Cidadania, impostos e uma pitada de bom senso
Uma menina de pele abronzata e uma anilha no nariz, pelos vistos residente na Cova da Moura ou quejandos, aconselhava os seus próximos a não «arrebentar com a própria zona» mas com a «deles», «é rebentar com tudo, cortar estradas, rebentar com as montras, é rebentar com aquilo tudo», porque se continuarem a «arrebentar com a própria zona» «pode dar um badagaio mesmo rijo». (a pobre da miúda nem entende que isto é puro discurso de ódio e que lhe pode trazer «badagaios mesmo rijos» a nível criminal, mas isso é outra história).
«Deles», devemos ser nós. Nós, somos os que pagamos impostos, «lhes» pagamos a habitação social, os subsídios vários e diversos, os arranjos urbanísticos, as infra-estruturas de gás, electricidade, água e por vezes, tantas, o próprio consumo, que os interessados não pagam… E, claro, os autocarros que eles andam a queimar. «Nós», somos os cidadãos portugueses que não vivem na Cova da Moura e quejandos.
É um bocado chato estar assim a generalizar, e não é difícil de imaginar que mesmo na Cova da Moura haja quem também pague impostos, mas a triste verdade é que o sentimento de pertença e cidadania não é, pelos vistos e ouvistos, partilhado por todos.
Quando se fala em libertar as célebres aulas de cidadania das amarras ideológicas, também é isto: que noção de cidadania e pertença ao todo nacional têm estes jovens das Covas das Mouras e arredores?

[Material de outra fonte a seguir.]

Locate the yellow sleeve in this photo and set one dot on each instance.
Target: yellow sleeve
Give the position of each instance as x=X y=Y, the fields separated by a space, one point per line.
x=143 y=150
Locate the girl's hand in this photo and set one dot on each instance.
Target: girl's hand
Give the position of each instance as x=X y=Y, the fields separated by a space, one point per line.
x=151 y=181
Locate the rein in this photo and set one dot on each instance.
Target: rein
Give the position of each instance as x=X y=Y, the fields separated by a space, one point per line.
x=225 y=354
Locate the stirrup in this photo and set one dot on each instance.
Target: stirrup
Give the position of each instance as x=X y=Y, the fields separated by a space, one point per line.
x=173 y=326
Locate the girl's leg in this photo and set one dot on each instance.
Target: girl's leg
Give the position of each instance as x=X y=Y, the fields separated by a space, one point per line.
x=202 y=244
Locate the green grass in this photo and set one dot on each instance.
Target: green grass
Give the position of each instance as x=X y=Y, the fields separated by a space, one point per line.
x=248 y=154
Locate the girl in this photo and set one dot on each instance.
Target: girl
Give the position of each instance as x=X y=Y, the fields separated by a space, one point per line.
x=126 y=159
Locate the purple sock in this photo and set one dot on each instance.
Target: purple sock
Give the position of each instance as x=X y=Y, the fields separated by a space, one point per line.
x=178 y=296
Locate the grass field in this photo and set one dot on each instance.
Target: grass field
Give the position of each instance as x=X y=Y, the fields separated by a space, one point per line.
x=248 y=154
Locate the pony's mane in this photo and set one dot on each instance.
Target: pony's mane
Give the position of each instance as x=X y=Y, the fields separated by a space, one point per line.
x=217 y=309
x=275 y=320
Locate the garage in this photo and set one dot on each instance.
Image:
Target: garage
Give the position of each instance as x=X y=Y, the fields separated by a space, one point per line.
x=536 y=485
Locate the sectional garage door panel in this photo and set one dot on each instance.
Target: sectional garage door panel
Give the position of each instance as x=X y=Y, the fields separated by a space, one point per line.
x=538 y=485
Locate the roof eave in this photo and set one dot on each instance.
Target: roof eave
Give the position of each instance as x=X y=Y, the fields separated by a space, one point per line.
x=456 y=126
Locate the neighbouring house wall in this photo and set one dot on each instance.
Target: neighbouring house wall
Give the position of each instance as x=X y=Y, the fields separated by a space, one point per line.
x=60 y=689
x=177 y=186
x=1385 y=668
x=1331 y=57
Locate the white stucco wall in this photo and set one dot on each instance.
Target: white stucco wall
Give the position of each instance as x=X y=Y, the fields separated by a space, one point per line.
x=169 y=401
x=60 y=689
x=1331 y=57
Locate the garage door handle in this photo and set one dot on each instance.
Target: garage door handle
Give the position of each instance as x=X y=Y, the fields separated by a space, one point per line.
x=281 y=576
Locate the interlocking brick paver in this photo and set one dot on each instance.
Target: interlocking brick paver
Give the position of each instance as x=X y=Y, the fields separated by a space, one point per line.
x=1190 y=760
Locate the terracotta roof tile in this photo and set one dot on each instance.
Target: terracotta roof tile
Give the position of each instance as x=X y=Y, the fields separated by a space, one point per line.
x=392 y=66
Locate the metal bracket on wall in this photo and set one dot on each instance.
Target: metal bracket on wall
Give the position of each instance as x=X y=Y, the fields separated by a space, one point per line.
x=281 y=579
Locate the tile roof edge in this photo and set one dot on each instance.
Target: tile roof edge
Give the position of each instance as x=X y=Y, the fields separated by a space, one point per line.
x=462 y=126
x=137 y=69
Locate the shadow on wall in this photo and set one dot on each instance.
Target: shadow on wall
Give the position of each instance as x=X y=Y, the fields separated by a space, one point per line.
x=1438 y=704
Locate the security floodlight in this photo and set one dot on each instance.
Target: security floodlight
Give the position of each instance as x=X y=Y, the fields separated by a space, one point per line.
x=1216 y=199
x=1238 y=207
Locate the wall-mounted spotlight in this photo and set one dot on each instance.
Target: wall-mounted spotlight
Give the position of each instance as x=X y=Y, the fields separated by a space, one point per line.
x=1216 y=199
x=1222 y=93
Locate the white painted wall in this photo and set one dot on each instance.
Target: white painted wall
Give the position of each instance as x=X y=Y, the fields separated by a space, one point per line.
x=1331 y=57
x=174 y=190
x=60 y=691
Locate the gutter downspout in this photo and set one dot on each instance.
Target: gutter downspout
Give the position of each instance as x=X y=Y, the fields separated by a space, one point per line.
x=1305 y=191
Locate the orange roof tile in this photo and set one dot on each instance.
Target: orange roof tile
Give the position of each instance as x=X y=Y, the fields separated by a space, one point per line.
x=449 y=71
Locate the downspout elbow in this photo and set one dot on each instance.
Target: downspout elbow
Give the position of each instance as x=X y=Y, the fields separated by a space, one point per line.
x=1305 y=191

Andaram-lhes a impingir durante anos teoria de género, o «bué de cool» que é ter anilhas no nariz, identidades fluidas, anti-colonialismo e anti-racismo a granel, mas ninguém se lembrou de lhes dar educação a sério e explicar o que é ser um cidadão português.
Agora, não vale a pena espantarmo-nos com as consequências de décadas de desperdício educativo da maravilhosa escola pública, que a nossa esquerda tanto adora. Dá nisto: bora aí arrebentar com «aquilo» tudo.
Não quero aqui tomar partido entre a polícia (que tem sempre o meu voto de confiança) e os habitantes das Covas das Mouras, mas não deixo de me espantar com a facilidade com que uma miúda, pouco mais que adolescente, faz um apelo público à violência e ao caos contra «eles» (que somos nós) e se refere à «nossa zona» como se fosse outro país. O drama, é que para ela é mesmo outro país: o país que não é o «deles».
A triste realidade é que quem não paga impostos, ou paga os mínimos inferiores ao valor do que recebe (casa, subsídios, etc) também não se sente cidadão de corpo inteiro. Nos Estados Unidos da América, a revolta contra os ingleses começou com o facto de pagarem impostos e não se sentirem representados a nível político (no taxation without representation). O reverso dessa medalha é que também é difícil atribuir visibilidade política a quem não paga impostos nem contribui para o todo (no representation without taxation…).
Em Portugal, votamos todos, elegemos todos os nossos representantes, mas seria também necessário que todos tivéssemos a consciência das nossas obrigações perante a sociedade e a noção muito clara que na vida social e da polis não temos só direitos, mas também obrigação de contribuir. Isso é que devia ser ensinado nas aulas de cidadania.